Renasant Corp. ramped up its expansion ambitions in Atlanta with a plan to acquire Brand Group Holdings Inc. and its $2.4 billion of banking assets. But the nearly $453 million price tag amplified what analysts expected: Bulking up in the Southeast's largest metropolitan economy is expensive.

SNL valued the deal at 235.5% of tangible book on an aggregate basis. SNL valuations for bank and thrift targets in the Southeast region between March 28, 2017, and the same date this year averaged 166.47% of tangible book.

"They paid a very healthy, full price," analyst John Rodis of FIG Partners said in an interview.

But Rodis and other analysts said expected cost savings and earnings accretion on the deal, along with long-term growth opportunities in Atlanta, justified the relatively high price.

Tupelo, Miss.-based Renasant projected cost savings of 35% of total non-interest expense, with half of that realized this year and the rest in 2019. The deal is scheduled to close in the third quarter. The buyer expects double-digit earnings per share accretion after all of the savings are realized.

Renasant also said it expected to earn back mid-single-digit dilution to tangible book value per share within three years. Rodis noted that investors usually embrace earnback periods shorter than four years.

"So while it is not cheap, the math still works here," he said.

He added that Renasant executives had previously made clear that growth in Atlanta was a priority, and analysts had anticipated a relatively large deal announcement. "This is what they wanted, but you have to pay to play in Atlanta," Rodis said.

Investors pushed up Renasant's stock nearly 1% in morning trading March 29.

With Brand, which is based in an Atlanta suburb, Renasant will pick up about $1.9 billion in loans — excluding mortgages held for sale — and about the same amount in deposits. Renasant executives emphasized on a call that essentially all of the target's assets are in the Atlanta metropolitan area. Brand has eight traditional branches and five locations with virtual teller machines.

After closing, more than a fourth of the combined company's deposits will be in Atlanta, which Renasant noted is the largest metro area in the Southeast by gross domestic product.

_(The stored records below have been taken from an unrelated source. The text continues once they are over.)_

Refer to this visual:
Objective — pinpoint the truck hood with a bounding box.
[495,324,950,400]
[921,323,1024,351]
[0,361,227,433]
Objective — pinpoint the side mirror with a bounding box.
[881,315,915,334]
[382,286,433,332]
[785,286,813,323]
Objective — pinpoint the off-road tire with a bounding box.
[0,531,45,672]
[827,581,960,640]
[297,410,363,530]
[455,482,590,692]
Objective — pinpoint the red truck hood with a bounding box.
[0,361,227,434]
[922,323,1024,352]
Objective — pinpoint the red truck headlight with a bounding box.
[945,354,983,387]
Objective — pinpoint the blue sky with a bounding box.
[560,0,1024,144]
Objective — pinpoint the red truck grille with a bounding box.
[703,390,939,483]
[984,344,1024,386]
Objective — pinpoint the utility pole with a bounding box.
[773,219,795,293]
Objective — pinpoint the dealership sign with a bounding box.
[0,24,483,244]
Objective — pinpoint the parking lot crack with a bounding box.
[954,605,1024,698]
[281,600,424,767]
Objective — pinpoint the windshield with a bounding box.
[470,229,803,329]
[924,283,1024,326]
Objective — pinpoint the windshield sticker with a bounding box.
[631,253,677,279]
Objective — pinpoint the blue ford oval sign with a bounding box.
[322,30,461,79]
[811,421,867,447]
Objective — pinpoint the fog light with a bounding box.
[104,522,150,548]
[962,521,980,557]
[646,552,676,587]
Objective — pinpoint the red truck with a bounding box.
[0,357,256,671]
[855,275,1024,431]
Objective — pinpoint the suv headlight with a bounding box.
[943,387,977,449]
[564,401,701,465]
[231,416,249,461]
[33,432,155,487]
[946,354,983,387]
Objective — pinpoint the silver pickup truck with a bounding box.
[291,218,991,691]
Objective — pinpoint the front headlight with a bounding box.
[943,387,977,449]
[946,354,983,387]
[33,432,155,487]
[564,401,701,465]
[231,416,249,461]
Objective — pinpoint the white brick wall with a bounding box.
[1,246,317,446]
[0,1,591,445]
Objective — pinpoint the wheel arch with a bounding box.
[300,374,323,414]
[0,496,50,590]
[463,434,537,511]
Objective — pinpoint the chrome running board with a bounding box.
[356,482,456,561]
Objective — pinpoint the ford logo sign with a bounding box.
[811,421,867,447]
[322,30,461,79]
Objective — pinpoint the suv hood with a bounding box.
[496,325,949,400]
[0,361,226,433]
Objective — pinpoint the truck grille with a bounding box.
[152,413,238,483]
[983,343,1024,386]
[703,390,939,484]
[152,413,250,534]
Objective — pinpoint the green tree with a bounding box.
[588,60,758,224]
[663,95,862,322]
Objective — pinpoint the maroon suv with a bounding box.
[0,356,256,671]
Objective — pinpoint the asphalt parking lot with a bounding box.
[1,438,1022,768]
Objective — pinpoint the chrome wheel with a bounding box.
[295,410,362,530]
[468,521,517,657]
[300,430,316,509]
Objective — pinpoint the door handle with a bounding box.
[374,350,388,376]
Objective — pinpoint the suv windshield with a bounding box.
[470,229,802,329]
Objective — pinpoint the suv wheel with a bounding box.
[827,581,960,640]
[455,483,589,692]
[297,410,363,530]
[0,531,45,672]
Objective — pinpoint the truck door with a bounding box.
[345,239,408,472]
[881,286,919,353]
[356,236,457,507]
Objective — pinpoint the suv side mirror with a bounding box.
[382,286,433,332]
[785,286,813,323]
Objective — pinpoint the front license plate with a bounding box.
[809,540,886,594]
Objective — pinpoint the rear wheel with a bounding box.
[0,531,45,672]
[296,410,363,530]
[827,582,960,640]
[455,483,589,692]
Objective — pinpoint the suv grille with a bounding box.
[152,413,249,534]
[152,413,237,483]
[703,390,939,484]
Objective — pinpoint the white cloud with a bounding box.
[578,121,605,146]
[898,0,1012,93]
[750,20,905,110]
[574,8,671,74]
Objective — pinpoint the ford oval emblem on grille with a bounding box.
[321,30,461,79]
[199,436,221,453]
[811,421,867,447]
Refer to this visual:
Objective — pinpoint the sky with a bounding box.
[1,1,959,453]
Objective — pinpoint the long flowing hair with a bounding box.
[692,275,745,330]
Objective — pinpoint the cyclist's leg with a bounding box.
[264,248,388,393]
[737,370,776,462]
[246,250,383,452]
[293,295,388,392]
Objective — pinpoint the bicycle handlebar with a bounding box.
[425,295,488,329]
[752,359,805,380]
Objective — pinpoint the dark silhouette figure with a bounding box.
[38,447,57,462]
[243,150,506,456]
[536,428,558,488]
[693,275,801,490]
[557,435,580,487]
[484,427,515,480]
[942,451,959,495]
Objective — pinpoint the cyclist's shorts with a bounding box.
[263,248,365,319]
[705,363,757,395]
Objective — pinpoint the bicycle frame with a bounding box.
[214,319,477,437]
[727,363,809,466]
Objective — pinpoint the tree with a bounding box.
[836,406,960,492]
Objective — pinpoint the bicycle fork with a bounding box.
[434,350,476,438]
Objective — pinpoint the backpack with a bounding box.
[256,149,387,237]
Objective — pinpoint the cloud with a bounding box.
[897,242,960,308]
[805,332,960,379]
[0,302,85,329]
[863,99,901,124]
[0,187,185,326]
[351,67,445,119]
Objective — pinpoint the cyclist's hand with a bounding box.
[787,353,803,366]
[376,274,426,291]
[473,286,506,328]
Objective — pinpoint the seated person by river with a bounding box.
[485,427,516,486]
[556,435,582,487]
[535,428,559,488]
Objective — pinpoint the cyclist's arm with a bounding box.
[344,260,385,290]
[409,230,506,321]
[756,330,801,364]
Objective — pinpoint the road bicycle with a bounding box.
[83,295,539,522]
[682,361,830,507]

Brand steadily grew lending in 2017. It funded that growth with a core, low-cost deposit base, helping it to boost lending profitability at a time when interest rates are rising. "That was one thing that stood out to us," Renasant CFO Kevin Chapman said on the call.

As Hovde Group analyst Brian Zabora pointed out in a report, Brand posted a net interest margin of 4.12% at the close of 2017, up from 3.33% a year earlier. Over the course of last year, its loan yields improved by 71 basis points, while its cost of interest-bearing deposits was stable at 65 basis points.

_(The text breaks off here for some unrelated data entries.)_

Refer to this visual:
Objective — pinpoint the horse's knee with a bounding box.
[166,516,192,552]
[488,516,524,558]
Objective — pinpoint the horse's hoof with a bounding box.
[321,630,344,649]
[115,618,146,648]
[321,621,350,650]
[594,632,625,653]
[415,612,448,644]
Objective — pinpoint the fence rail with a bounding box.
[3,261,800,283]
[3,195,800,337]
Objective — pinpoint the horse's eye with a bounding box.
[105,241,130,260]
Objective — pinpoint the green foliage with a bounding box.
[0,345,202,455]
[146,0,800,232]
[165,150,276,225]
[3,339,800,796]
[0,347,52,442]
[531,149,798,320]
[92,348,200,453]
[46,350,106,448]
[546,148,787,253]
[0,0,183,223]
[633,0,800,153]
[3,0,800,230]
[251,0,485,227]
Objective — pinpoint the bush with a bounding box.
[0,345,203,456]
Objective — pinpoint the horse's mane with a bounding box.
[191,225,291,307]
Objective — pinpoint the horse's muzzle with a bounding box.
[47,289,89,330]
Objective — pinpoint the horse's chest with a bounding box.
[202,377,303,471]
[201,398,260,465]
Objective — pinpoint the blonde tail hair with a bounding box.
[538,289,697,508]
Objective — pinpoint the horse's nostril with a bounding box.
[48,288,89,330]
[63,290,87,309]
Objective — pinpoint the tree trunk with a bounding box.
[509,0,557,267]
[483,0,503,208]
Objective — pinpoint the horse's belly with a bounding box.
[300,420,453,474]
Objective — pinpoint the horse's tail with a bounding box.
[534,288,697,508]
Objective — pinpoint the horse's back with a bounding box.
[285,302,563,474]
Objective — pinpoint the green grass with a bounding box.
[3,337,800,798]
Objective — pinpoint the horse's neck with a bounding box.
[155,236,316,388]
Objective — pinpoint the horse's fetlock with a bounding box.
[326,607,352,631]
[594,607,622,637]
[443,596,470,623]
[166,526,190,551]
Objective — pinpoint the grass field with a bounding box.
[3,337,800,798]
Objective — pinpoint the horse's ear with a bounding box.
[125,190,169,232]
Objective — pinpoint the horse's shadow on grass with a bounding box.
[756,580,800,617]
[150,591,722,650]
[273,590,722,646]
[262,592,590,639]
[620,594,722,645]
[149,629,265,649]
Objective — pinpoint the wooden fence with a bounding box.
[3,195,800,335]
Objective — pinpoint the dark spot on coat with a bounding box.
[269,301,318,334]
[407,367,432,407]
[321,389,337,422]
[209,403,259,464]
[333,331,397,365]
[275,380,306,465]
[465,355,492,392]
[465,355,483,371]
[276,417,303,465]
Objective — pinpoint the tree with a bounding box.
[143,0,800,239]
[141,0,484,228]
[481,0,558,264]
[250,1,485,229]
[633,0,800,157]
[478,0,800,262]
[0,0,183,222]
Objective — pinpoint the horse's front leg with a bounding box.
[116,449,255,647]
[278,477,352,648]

Chairman and CEO Robin McGraw noted on the call that, with the Brand deal, Renasant also stands to gain proven lending teams in Atlanta as well as a group of executives with established ties to customers in the market.

Brand CEO Bartow Morgan Jr. will become chief commercial banking officer of Renasant's bank. Richard Fairey, president and COO of Brand, is slated to become chief retail banking officer for Renasant's bank. Mike Dunlap, director of commercial banking of Brand's bank, will become president of Renasant's Georgia commercial banking group.

Analyst Matthew Olney of Stephens Inc. said that the new executives would deepen Renasant's leadership bench as it pushes for growth. Also, the assets it stands to acquire will push it from just under $10 billion in assets to well over $12 billion. When banks cross the $10 billion line they must comply with the Durbin rule, which curbs debit interchange income. By surging past the threshold, Renasant will be able to offset the Durbin hit with more lending and fee income, he noted.

Renasant "got more scale, more leadership — a lot of what they were looking for," Olney said in an interview. "And it makes sense for them to go deeper in Atlanta."

Renasant has closed several bank deals in recent years. McGraw said more M&A is likely. "We remain opportunistic," he said.

"We'll take a breather" to ensure closing of the Brand deal, McGraw added. "But we don't expect that to be long term."